Xander pulled a novel, one he’d read before, from his rucksack and began to read.
Lady Audley’s Secret was perhaps a surprising choice for the Scoobies’ scholastic underachiever, but his work for the Council had awakened in Xander a thirst for the simple, uncomplicated, unmechanized leisures of life. He remembered acutely that first month in the desert before he’d come to terms with the differences between his life in Sunnydale and life in a developing country.

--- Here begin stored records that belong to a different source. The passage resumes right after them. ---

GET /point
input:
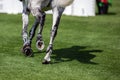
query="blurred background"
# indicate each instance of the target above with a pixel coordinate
(78, 8)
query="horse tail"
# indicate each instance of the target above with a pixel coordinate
(63, 3)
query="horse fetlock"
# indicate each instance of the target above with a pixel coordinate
(40, 43)
(27, 50)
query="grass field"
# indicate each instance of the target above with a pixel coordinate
(86, 48)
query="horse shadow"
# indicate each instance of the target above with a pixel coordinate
(74, 53)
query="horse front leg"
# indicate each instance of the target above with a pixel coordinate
(39, 42)
(25, 18)
(57, 12)
(26, 46)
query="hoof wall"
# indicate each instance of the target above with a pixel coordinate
(27, 51)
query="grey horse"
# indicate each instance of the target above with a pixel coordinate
(38, 8)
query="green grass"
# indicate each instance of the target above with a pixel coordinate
(86, 48)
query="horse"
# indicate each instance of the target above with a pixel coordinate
(37, 8)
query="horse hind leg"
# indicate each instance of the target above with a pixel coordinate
(39, 42)
(26, 46)
(57, 13)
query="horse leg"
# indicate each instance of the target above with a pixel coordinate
(57, 12)
(39, 42)
(26, 46)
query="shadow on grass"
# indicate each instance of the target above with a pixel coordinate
(74, 53)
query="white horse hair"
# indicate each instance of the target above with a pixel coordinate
(38, 8)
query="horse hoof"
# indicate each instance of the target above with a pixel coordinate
(27, 51)
(45, 62)
(40, 45)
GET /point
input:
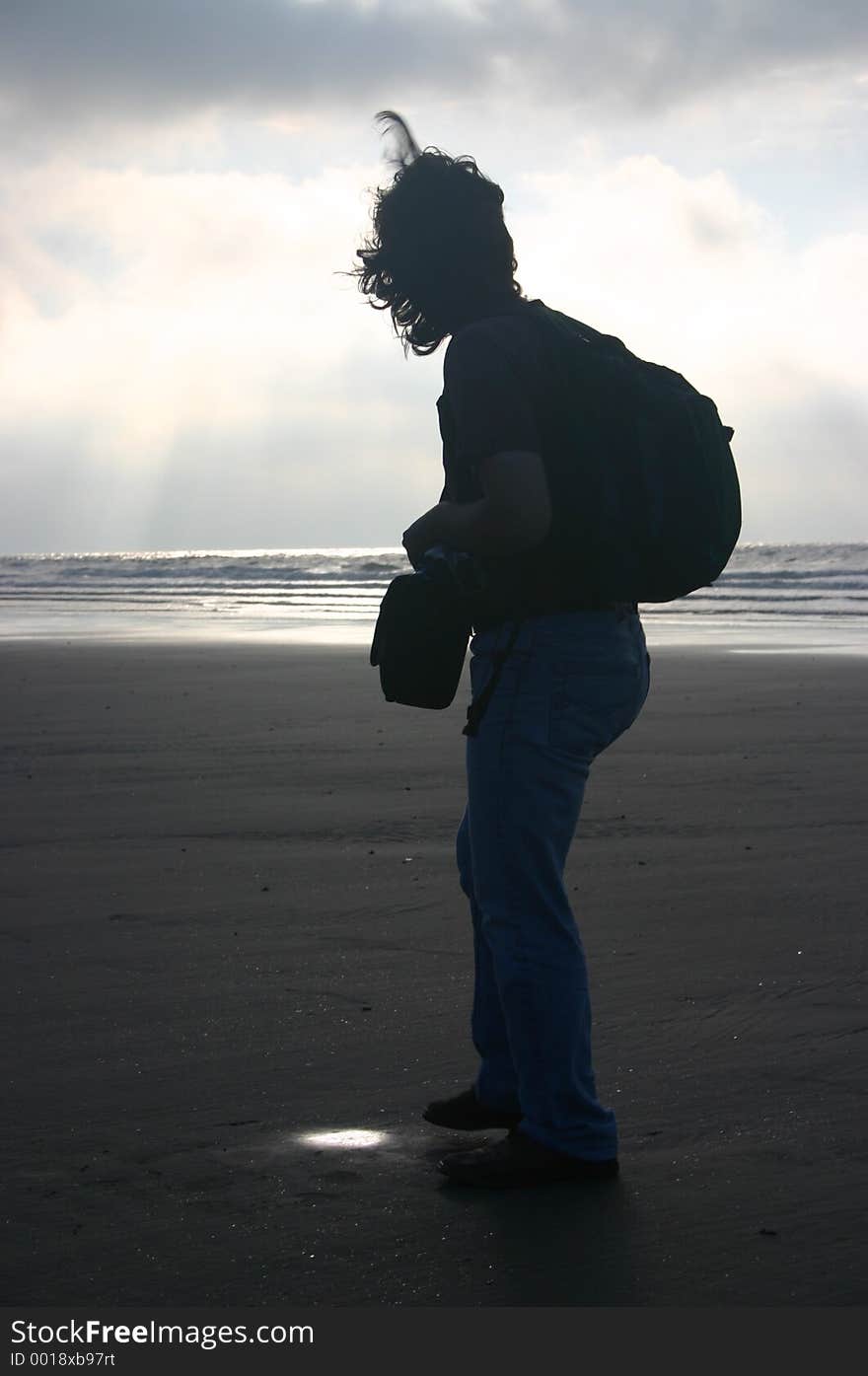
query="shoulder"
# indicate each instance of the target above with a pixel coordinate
(497, 344)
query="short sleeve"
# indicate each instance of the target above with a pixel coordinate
(488, 399)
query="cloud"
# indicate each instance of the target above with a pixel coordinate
(94, 63)
(181, 365)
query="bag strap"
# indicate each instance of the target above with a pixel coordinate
(477, 707)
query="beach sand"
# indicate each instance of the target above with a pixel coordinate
(231, 916)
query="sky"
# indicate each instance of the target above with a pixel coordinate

Of course the village didn’t have a television; it didn’t have electricity, either. Or running water. Or a septic system. Two weeks of a nagging restlessness, an itchy twitchy feeling under his skin, and Xander was ready to make some serious negotiations with Lucifer himself just to watch commercials. For anything. Even feminine hygiene products. He’d discovered in his first days at the camp that sitting around the fire listening to the aid workers translate tribal stories that sounded like brutal, strange poetry relieved his boredom more fully than he ever would’ve imagined. Xander also found that the passable singing voice he’d uncovered thanks to Sweet’s spell improved rapidly with practice. Fire time usually included several rounds of songs that often lasted into the late hours of the evening; Xander eagerly learned the words to African folk songs, old English ballads, and a surprising number of eighties’ top forty hits.

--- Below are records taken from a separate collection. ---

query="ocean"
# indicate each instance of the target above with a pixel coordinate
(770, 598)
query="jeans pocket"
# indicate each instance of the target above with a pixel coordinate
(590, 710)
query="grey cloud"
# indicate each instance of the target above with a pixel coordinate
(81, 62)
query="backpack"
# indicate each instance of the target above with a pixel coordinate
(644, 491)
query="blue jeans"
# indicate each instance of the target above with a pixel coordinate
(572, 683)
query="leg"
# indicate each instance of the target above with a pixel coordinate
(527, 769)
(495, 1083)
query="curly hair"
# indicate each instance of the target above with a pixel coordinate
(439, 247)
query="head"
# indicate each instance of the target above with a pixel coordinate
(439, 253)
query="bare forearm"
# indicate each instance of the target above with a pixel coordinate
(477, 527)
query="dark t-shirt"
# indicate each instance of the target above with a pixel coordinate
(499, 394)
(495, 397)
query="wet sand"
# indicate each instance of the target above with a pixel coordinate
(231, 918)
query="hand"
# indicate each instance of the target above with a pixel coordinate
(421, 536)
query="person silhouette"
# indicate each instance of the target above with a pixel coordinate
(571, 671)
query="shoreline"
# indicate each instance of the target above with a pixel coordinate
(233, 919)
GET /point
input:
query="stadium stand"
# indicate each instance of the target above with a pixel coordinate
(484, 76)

But alone in the night, when all the camp was sleeping, and Xander could feel the cold air wrapping around his body and seeping into his bones, could hear muffled crying, and smell the rot of sickness around him, he longed for the oblivion of television, the radio, the PlayStation. Something to drown out Africa and transport him somewhere else.
One night, Xander remarked to Andrew during one of their scheduled phone calls, “I would chop off my left hand and complete the Captain Hook ensemble just for something to do at night, Andrew. I think I’d even read!” And they both laughed, and Xander forgot what he’d said almost immediately. A week later, a box of books came for him. Andrew had apparently indiscriminately cleared out a shelf of a used bookstore. The box contained science fiction novels, romances, some biographies, murder mysteries, and more than a few classics. Xander read them all over the next months, discovering that he truly enjoyed the Victorian novels. They were full of fantastic situations, outlandish secrets, and written with subtle, but witty humor. He didn’t always get the literary allusions or the outdated British slang, but Xander had only time on his hands, and he was patient. Sometimes he’d let himself think, This is something Spike might’ve read when he was living.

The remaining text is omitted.